In FIGS. 3 and 4, there is illustrated an alternative embodiment of dual combustion engine, which is generally indicated by numeral 10'. While the arrangement of the components in engine 10' varies in a number of ways from the arrangement of similar components in the embodiment of FIGS. 1 and 2, the use and operation of the components present is sufficiently similar to those of the first embodiment that it is necessary to discuss only the differences in construction and operation between the two embodiments. Accordingly, primed numerals have been utilized in FIGS. 3 and 4 to indicate components corresponding in operation and function to like elements of the embodiment of FIGS. 1 and 2.

The construction of engine 10' differs from that previously described in that the two cylinder banks each contain both a combustion cylinder 13' and an expansion cylinder 15'. It should also be noted that the satellite cylinders are completely eliminated and the longitudinally extending fixed volume combustion chamber 50' communicates directly with the combustion chambers 25' of the combustion cylinders 13' through transfer passages 62, which are controlled by spring-biased check valves 63. The compression ratio of the combustion cylinders is reduced in view of the absence of satellite cylinders. Another variation in design is that the inlet valves 64 of expansion cylinders 15' are arranged to open outwardly in the fashion of a steam engine. Rocker means 65 are illustrated for actuating the inlet and exhaust valves of the combustion and expansion cylinders, respectively.

The operation of the alternative embodiment is like that of the embodiment first described in many respects.
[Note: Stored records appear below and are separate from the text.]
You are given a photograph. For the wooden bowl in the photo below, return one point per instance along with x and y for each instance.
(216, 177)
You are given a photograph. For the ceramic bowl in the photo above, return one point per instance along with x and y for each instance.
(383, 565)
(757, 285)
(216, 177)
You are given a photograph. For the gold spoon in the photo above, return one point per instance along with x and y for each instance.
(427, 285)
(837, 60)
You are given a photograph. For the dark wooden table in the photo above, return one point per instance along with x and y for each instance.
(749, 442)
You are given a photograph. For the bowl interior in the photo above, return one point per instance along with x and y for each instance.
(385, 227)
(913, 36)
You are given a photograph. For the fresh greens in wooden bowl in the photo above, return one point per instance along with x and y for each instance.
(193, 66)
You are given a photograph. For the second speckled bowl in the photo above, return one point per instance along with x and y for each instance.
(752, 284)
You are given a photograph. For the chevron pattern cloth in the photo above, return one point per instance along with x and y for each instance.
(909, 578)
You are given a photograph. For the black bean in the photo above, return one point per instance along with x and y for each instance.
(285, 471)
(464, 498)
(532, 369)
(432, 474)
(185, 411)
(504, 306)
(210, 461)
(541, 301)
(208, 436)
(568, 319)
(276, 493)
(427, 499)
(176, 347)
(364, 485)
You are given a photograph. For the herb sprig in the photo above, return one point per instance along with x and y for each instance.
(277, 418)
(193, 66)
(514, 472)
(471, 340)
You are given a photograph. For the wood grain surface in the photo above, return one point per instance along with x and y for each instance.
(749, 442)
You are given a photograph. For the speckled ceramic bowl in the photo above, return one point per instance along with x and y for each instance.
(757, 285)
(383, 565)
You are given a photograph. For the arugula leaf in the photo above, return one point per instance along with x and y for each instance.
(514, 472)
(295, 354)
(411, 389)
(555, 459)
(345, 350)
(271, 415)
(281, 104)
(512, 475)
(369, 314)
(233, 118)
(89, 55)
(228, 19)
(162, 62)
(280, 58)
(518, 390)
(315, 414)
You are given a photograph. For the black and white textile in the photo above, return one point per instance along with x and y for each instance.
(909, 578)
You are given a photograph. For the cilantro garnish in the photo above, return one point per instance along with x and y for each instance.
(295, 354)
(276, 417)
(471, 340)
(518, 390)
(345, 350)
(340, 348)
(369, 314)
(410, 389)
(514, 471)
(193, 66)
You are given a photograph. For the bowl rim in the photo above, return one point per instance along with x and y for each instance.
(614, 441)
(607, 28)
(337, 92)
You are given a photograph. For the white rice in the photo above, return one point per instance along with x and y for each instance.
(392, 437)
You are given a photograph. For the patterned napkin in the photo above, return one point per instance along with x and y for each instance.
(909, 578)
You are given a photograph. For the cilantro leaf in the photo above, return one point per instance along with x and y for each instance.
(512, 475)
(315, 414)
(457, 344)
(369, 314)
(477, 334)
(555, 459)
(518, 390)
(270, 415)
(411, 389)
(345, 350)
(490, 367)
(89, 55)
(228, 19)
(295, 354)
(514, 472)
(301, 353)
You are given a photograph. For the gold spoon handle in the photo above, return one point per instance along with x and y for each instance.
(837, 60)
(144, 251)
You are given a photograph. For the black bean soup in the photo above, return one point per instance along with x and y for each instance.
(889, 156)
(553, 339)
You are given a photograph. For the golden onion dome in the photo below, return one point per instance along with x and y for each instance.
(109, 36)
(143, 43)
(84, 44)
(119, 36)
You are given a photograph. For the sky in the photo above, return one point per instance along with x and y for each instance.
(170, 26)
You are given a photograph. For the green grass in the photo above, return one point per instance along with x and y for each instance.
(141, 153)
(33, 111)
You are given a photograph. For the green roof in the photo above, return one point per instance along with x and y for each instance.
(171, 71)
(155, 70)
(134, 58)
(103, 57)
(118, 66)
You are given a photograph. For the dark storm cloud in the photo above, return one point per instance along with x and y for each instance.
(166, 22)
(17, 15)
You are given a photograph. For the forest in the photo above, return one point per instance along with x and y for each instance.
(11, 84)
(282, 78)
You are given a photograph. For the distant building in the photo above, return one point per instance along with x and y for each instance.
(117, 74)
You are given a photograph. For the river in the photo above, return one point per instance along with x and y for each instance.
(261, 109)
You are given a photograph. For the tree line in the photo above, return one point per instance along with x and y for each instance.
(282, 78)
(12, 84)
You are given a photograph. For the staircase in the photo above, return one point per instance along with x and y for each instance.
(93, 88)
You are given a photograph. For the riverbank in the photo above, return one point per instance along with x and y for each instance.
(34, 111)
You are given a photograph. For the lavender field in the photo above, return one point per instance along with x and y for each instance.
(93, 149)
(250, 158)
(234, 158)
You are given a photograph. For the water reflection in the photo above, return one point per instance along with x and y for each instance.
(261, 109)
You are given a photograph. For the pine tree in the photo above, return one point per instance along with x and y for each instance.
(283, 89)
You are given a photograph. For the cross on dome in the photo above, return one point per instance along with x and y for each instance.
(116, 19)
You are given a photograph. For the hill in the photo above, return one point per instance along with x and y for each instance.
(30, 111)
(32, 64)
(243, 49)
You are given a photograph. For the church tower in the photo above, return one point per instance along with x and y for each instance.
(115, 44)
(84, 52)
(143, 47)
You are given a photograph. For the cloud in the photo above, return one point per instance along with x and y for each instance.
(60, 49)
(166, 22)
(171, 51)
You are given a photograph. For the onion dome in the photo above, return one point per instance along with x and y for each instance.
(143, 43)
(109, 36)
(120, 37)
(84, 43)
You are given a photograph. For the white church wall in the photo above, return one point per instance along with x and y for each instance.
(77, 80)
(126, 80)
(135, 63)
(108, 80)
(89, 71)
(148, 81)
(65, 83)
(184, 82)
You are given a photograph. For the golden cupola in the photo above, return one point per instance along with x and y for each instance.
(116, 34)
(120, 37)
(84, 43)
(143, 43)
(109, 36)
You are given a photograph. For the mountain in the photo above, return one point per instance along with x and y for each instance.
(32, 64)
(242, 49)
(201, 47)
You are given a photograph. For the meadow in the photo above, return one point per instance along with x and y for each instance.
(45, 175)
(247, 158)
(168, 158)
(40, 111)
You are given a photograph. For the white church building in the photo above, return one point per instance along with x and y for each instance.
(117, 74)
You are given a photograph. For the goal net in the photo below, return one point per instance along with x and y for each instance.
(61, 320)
A charge of air is drawn into the combustion cylinders 13' and compressed, followed by the injection of a small amount of fuel and burning of the charge at substantially constant volume conditions. This causes further heating and compression, forcing the charge out through check valve 63 and into the fixed volume combustion chamber 50', at which point additional fuel is added and the mixture is ignited for burning at constant pressure. The remaining gases are then transferred into the expansion cylinders 15' and expanded in the manner previously described, with the resultant work output.
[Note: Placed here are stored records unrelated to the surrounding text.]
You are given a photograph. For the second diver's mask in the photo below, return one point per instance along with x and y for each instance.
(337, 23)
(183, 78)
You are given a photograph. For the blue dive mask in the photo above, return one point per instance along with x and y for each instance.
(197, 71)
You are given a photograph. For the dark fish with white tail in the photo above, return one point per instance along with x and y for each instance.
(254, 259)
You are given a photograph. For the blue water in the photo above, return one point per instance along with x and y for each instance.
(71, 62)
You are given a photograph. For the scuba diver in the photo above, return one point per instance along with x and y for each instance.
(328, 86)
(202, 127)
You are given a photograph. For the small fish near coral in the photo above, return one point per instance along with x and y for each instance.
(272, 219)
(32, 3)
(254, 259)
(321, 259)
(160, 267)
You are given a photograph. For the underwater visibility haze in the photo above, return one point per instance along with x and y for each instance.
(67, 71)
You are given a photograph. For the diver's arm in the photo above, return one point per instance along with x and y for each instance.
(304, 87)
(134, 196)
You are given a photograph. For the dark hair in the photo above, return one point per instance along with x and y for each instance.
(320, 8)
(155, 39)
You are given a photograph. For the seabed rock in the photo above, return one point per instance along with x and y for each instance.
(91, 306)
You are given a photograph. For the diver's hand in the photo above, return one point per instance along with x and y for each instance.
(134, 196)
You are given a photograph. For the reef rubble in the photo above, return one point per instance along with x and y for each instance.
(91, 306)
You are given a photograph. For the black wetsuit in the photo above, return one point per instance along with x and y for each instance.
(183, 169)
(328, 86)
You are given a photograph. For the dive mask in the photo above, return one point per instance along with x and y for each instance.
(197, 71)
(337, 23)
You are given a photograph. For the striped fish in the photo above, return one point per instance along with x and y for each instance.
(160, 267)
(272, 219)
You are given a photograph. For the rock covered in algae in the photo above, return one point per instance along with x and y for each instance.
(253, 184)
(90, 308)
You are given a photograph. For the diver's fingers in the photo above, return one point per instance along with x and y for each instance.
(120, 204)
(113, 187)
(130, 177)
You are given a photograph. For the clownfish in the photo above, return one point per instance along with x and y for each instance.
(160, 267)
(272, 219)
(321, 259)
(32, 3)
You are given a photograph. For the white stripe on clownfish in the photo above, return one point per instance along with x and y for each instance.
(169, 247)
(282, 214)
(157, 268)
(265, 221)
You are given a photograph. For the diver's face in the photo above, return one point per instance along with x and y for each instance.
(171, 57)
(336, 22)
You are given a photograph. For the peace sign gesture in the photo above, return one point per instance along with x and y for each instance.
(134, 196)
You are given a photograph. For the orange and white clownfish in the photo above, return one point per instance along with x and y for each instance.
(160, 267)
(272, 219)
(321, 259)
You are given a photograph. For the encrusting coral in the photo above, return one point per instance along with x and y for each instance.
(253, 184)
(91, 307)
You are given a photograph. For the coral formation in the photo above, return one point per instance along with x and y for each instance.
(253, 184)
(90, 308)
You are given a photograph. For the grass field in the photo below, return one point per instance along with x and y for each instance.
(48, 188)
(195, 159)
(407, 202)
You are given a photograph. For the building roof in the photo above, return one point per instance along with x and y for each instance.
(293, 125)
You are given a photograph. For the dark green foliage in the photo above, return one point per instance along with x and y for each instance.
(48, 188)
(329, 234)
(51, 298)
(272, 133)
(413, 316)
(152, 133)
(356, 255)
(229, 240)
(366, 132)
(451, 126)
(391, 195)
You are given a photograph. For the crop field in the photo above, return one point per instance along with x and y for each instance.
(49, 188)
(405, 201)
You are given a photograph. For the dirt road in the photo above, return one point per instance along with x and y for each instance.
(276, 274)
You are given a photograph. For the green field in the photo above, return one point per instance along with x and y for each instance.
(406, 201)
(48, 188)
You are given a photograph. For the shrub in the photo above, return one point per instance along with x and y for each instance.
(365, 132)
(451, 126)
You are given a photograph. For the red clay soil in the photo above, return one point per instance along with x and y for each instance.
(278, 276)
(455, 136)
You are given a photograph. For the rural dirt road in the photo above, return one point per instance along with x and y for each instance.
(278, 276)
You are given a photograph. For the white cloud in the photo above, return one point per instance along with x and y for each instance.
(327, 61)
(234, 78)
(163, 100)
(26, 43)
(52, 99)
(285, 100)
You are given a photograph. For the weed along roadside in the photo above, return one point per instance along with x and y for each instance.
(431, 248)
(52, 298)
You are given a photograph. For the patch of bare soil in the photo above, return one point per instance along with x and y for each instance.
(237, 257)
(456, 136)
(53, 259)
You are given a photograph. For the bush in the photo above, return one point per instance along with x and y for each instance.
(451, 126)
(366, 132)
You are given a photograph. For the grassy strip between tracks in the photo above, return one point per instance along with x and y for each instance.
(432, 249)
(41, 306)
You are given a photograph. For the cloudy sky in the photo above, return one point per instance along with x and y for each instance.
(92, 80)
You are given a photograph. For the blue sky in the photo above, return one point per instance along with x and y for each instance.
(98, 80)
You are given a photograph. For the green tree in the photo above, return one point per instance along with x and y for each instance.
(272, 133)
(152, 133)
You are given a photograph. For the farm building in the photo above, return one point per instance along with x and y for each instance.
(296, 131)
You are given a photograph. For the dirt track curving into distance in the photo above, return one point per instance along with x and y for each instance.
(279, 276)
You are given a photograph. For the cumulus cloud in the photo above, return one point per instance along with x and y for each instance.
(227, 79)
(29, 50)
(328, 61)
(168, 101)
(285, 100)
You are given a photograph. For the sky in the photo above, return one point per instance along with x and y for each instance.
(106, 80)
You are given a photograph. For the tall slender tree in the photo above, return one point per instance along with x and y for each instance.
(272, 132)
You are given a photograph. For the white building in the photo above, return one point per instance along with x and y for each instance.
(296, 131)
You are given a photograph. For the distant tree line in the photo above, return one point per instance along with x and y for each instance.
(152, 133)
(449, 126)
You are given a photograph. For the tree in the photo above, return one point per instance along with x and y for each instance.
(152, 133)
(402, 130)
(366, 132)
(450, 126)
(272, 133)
FIG. 6 shows a pressure-volume diagram illustrating the cycle of the alternative embodiment of FIGS. 3 and 4. Line 1'-2' represents the compression of the charge in cylinders 13'. Line 2'-3' represents constant volume combustion in these cylinders. Line 3'-4' shows constant pressure combustion in chamber 50'. Line 4'-5' illustrates expansion of the gases in the expansion cylinders 15' and Line 5'-1' shows the return to atmospheric pressure through exhausting of the charge.

While the invention has been described by reference to certain preferred embodiments, it should be apparent that numerous changes could be made in the manner of utilizing the inventive concepts disclosed in the arrangement and construction of combustion engines. Accordingly, it is intended that the invention not be limited except by the language of the following claims.